Outra costa urbana, o New Jersey Meadowlands, o sistema de pântanos e pântanos que margeiam o Rio Hackensack, está localizado a algumas milhas a oeste da cidade de Nova York. Aqui, a garça-noturna-de-coroa-preta, assim como a garça-noturna-de-coroa-amarela, foram observadas desde que o trabalho de restauração ecológica e conservação começou. Em Nova Jersey, essas espécies de pássaros são classificadas como ameaçadas, embora não em Nova York, o que Partridge lamenta.
De acordo com Teresa Doss, codiretora e cientista chefe de restauração do Meadowlands Research and Restoration Institute, três quartos dos 20.000 acres de Meadowlands foram perdidos para o desenvolvimento, grande parte do qual pode ser atribuído ao uso industrial e residencial e a aterros sanitários.
“Temos todas essas áreas que são preenchidas com pântanos, mas são espaços abertos”, disse Doss. “O que estamos vendo é que, quando elas são deixadas sozinhas, a natureza automaticamente volta rugindo. Estamos procurando ver como podemos ajudar na recuperação desses aterros e criar sistemas de habitat que possam sustentar muitas espécies de aves migratórias.”
O Meadowlands Institute está pensando em trazer bolas de recife, recifes de corais artificiais, para dar suporte à vida marinha e, ao mesmo tempo, limitar a erosão dos pântanos ao longo da costa.

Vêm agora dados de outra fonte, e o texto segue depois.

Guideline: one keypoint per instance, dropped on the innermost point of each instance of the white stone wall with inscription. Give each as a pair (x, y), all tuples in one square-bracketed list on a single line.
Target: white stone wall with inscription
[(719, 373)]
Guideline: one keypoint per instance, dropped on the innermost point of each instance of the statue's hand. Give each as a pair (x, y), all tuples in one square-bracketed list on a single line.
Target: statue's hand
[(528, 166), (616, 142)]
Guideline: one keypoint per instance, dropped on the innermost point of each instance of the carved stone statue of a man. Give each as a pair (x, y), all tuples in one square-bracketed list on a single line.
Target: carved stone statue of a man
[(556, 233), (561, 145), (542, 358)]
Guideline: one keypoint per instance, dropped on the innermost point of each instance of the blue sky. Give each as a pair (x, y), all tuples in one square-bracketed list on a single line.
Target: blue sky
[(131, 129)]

Restaurar e fortalecer pântanos e zonas úmidas ao longo da costa urbana não é apenas de suma importância para dar suporte a garças nidificantes, que precisam de elevação para sobreviver a tempestades, mas também para a presença humana contínua. As zonas úmidas oferecem proteção importante contra inundações para comunidades costeiras, principalmente à medida que o nível do mar sobe e a precipitação aumenta devido às mudanças climáticas.

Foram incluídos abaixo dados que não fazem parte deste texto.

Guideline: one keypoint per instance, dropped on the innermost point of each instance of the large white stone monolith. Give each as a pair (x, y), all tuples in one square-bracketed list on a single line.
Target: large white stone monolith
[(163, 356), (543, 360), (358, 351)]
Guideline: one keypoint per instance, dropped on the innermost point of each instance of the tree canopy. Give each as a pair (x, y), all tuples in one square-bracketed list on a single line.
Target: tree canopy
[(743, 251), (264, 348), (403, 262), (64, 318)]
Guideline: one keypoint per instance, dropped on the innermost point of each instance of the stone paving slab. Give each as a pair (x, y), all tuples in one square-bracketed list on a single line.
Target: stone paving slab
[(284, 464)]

“Quando você pensa na infraestrutura natural que está aqui, você pensa nas áreas úmidas que filtram a água, que atenuam os fluxos de inundação”, disse Doss. “Você pensa na floresta e nas pastagens, que podem sequestrar carbono e ajudar a purificar a água e a chuva.”

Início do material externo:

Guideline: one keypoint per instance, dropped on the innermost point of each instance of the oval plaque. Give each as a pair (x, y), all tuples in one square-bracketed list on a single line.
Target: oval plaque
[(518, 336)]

A restauração dos habitats das aves pernaltas também significa mais proteção contra inundações para as comunidades costeiras.
Costas urbanas, mesmo aquelas com uma extensa história de degradação ambiental e desenvolvimento comercial e industrial, ainda podem hospedar uma gama incrivelmente diversa de espécies de aves migratórias. Embora seja improvável que as comunidades costeiras abram mão de seus bens imóveis para as aves que antes nidificavam e forrageavam livremente ao longo dos estuários do Hudson, a coexistência parece possível.
Com a restauração ecológica abrangente dos espaços verdes restantes disponíveis ao longo da costa e na baía, bem como limitando a interferência humana nas áreas de nidificação das aves pernaltas, essas aves pernaltas selvagens podem continuar sua peregrinação anual às margens da cidade.
“Se você imaginar as costas selvagens do Maine, ou as praias de Cape Cod, ou qualquer uma dessas áreas selvagens no nordeste”, disse Partridge. “Pensar que a cidade de Nova York tem essa população de aves pernaltas que eles não têm — essa área onde essas altas densidades de aves pernaltas estão lá — para mim, isso é meio mágico.”